Here are a couple of nuggets from the Fool article;
But what's new, you ask? Well, new from Rydex Investments, for example, are ETFs that track foreign currencies. If you're bullish on the euro, you can invest in the Euro Currency Trust (NYSE: FXE) , and similar ETFs now exist for the Mexican peso, Swedish krona, Canadian dollar, and more.
Or how about this in depth bit of mental heavy lifting:
ETFs also let investors focus on specific sectors, such as oil-drilling or retailers.
These are entire subjects in the article. The depth is shockingly shallow, shockingly. This is not a shot at the author, if you read her bio it is clear she is very smart, she has much better education than I do, to be sure.
I believe this speaks to how the Fool does things. The article tells you that certain funds exist, and that's it.
This bugs me as a pet peeve. I believe the Fool wants to help people be better investors, as a goal, but this article along with any other article about ETFs from the Fool that has ever hit MyYahoo ETF-news feed has been just useless.

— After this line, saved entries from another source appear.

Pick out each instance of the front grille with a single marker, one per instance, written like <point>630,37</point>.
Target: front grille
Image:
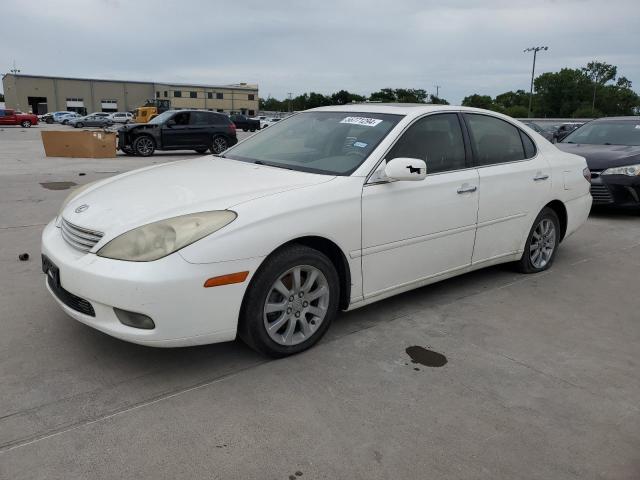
<point>70,300</point>
<point>601,195</point>
<point>80,238</point>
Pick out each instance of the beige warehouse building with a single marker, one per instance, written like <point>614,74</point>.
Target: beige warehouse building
<point>38,94</point>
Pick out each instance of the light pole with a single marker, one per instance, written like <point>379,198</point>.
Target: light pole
<point>535,51</point>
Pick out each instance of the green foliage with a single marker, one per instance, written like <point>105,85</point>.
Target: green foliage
<point>586,112</point>
<point>479,101</point>
<point>438,101</point>
<point>517,111</point>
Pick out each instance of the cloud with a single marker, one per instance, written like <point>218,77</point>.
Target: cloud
<point>289,46</point>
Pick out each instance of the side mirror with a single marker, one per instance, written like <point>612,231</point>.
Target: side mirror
<point>406,169</point>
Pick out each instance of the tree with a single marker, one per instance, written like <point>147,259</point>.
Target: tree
<point>517,111</point>
<point>438,101</point>
<point>343,97</point>
<point>478,101</point>
<point>599,73</point>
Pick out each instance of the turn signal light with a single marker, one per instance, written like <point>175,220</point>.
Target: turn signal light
<point>228,279</point>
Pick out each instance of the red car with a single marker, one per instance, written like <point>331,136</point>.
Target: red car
<point>10,117</point>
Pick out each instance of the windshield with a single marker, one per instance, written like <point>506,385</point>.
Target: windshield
<point>334,143</point>
<point>163,117</point>
<point>612,132</point>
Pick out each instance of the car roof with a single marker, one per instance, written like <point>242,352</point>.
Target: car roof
<point>618,119</point>
<point>402,108</point>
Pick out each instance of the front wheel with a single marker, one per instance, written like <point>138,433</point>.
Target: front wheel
<point>219,144</point>
<point>542,244</point>
<point>290,303</point>
<point>144,146</point>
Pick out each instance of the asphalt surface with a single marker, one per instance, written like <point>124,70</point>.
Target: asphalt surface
<point>532,377</point>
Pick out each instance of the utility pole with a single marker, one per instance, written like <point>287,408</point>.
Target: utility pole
<point>14,70</point>
<point>535,51</point>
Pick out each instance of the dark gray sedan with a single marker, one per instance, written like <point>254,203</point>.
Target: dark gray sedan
<point>91,121</point>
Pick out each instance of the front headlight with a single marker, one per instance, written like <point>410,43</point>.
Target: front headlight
<point>159,239</point>
<point>631,170</point>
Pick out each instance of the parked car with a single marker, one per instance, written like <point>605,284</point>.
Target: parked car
<point>64,120</point>
<point>179,130</point>
<point>564,130</point>
<point>245,123</point>
<point>9,116</point>
<point>612,149</point>
<point>121,117</point>
<point>333,208</point>
<point>91,121</point>
<point>538,129</point>
<point>55,117</point>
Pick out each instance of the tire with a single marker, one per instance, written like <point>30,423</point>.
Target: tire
<point>298,320</point>
<point>144,146</point>
<point>535,259</point>
<point>128,150</point>
<point>219,144</point>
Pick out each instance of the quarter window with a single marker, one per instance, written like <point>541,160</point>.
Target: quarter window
<point>436,139</point>
<point>529,146</point>
<point>494,140</point>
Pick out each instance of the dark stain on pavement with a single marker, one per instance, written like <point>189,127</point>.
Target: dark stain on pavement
<point>58,185</point>
<point>425,357</point>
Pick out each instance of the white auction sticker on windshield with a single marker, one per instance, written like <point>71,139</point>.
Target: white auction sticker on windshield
<point>367,122</point>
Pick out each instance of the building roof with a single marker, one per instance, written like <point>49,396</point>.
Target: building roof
<point>237,86</point>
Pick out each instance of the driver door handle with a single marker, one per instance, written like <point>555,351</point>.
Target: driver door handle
<point>465,188</point>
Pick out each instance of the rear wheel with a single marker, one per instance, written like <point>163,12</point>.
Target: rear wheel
<point>128,150</point>
<point>219,144</point>
<point>144,146</point>
<point>290,303</point>
<point>542,244</point>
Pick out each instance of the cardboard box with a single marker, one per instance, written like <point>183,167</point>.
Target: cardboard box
<point>79,144</point>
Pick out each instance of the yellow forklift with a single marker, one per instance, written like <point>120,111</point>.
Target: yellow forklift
<point>150,110</point>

The analysis I try to do seems to be sort of popular, which amuses me because it is so simplistic; it is consistent, but simplistic nonetheless. When I first started writing, there was very little under-the-hood analysis to be found. Now there is more, but hopefully there will be more still.

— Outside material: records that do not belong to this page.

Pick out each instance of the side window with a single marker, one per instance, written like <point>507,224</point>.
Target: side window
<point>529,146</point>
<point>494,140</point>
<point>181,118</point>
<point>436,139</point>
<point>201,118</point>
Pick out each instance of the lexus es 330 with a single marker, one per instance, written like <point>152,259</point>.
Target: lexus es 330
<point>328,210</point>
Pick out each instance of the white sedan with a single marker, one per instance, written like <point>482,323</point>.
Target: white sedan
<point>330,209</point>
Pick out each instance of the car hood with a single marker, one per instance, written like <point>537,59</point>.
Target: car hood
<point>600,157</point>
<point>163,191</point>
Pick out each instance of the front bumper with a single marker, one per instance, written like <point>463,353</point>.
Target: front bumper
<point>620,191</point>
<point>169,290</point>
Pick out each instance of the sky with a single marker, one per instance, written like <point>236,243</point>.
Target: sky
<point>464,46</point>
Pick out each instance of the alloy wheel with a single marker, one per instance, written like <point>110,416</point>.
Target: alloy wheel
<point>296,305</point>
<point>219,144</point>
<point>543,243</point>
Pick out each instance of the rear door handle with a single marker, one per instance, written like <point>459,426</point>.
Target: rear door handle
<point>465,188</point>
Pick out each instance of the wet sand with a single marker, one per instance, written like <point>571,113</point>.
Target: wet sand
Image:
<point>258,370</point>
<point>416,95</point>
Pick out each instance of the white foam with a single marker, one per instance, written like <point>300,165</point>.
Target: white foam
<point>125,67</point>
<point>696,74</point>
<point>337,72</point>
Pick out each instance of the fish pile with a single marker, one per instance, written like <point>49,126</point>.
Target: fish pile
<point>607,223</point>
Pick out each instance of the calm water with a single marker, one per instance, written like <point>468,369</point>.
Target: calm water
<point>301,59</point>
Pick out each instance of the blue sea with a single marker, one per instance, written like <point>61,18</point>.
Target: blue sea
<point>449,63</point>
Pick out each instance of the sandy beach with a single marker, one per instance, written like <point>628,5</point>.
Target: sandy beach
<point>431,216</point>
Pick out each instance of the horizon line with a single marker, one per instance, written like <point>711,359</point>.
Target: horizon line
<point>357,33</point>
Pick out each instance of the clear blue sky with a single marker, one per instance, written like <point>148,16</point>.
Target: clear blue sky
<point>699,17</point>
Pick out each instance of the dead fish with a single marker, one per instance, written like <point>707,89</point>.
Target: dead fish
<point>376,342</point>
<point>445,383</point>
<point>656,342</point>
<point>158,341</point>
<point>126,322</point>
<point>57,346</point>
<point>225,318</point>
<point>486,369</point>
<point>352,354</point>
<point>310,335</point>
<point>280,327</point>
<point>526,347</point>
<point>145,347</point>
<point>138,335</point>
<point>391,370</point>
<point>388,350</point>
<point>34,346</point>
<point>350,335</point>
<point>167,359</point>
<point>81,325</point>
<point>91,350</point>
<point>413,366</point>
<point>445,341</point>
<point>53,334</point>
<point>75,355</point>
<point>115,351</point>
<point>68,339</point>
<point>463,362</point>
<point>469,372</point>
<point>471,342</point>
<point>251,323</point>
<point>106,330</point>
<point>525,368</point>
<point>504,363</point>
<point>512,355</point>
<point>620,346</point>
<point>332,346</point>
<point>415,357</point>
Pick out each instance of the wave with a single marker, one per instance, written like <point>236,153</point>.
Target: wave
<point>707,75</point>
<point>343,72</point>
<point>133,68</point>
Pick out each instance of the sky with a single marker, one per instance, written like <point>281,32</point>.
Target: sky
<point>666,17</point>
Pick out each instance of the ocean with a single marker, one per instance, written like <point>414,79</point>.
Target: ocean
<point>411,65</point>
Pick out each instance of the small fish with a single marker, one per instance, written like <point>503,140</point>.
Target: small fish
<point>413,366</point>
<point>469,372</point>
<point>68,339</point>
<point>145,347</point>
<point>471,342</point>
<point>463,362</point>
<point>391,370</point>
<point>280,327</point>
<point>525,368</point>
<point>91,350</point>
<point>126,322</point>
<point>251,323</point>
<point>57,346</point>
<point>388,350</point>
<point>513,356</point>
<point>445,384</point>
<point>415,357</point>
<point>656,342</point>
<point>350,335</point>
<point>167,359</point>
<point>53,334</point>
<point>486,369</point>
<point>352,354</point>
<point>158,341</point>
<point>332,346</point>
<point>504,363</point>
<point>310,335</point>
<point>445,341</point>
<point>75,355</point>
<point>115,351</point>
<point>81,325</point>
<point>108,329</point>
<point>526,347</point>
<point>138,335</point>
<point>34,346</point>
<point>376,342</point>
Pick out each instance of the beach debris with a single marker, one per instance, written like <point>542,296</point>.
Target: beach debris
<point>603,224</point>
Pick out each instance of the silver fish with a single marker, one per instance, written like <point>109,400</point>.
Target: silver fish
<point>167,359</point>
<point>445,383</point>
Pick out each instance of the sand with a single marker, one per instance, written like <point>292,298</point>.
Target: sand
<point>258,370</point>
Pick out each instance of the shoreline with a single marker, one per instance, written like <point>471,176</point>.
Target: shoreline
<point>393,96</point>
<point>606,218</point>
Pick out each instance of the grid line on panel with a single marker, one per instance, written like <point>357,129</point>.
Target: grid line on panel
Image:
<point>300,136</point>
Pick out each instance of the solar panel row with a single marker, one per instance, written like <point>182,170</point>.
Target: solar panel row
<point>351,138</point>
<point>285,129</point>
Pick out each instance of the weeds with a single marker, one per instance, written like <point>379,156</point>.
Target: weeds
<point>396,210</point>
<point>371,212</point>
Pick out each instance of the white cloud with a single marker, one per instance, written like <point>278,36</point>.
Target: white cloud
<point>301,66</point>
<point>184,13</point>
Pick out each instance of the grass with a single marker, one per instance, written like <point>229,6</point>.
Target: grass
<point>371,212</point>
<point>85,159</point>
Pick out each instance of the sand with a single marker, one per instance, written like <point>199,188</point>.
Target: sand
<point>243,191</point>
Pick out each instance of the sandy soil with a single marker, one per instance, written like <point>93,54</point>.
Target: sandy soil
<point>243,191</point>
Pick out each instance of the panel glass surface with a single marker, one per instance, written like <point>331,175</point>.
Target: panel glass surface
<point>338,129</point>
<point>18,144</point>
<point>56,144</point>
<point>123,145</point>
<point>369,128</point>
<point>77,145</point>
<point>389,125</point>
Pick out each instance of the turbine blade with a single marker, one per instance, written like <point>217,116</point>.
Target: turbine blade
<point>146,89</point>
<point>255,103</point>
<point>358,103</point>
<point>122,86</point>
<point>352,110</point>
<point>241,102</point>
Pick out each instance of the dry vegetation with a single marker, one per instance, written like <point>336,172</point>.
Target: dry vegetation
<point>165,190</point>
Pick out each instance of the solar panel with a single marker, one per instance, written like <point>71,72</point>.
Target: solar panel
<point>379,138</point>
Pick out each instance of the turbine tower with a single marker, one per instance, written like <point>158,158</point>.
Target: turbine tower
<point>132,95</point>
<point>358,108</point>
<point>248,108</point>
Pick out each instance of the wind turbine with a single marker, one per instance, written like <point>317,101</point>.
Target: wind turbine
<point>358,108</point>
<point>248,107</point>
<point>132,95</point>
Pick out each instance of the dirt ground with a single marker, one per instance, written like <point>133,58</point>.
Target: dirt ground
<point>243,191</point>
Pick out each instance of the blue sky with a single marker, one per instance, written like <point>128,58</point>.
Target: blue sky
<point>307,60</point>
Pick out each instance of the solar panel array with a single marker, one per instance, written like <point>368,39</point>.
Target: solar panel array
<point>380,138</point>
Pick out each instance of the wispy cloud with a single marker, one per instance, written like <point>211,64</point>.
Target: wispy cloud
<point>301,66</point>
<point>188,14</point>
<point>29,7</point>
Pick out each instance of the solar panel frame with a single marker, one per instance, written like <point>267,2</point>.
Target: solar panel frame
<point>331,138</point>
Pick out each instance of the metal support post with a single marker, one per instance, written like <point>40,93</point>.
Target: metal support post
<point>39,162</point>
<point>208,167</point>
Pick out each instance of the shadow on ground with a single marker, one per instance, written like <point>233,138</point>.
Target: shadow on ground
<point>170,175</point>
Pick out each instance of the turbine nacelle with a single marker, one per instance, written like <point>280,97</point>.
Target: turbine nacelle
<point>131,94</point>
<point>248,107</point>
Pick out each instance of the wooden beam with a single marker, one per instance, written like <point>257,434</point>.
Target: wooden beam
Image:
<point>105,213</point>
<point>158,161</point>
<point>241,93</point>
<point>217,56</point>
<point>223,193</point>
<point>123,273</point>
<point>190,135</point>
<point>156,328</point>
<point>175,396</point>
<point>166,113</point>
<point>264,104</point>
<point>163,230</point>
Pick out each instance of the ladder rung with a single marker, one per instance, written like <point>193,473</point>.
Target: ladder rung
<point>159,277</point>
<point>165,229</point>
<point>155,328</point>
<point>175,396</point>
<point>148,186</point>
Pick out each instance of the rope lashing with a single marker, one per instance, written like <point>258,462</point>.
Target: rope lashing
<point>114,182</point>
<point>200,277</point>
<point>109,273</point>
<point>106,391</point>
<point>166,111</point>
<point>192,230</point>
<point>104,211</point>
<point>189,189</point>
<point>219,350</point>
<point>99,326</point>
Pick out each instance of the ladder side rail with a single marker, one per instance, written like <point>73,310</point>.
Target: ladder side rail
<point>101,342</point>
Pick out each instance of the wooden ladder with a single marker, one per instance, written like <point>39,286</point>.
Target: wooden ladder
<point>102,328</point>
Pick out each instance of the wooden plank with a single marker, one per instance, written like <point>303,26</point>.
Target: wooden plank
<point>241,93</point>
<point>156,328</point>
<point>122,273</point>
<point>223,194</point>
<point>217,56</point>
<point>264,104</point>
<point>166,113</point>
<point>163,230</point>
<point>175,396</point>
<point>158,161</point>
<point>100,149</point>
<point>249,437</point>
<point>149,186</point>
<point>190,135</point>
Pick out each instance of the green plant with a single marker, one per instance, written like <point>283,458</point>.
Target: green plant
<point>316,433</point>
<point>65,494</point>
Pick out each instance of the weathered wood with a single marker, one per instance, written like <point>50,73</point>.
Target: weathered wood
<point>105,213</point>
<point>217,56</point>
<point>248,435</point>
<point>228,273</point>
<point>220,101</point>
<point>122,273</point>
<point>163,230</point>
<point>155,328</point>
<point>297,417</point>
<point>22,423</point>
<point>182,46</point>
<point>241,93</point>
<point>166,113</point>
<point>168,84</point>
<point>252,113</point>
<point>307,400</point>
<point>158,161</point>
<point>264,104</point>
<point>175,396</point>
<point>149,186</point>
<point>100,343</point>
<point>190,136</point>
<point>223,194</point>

When an author/blogger tries to deconstruct a fund and gives a true effort, even an incorrect conclusion can be useful if the writer shows his work, so to speak. Real analysis that delves into process has value. If the conclusion is wrong, you might learn what not to do, and if the conclusion is correct you might learn what you should do.
Something like 'Well there is a water ETF and a new biotech ETF' is utterly useless. If you actually give them money and you care about ETFs, maybe it is worth mentioning?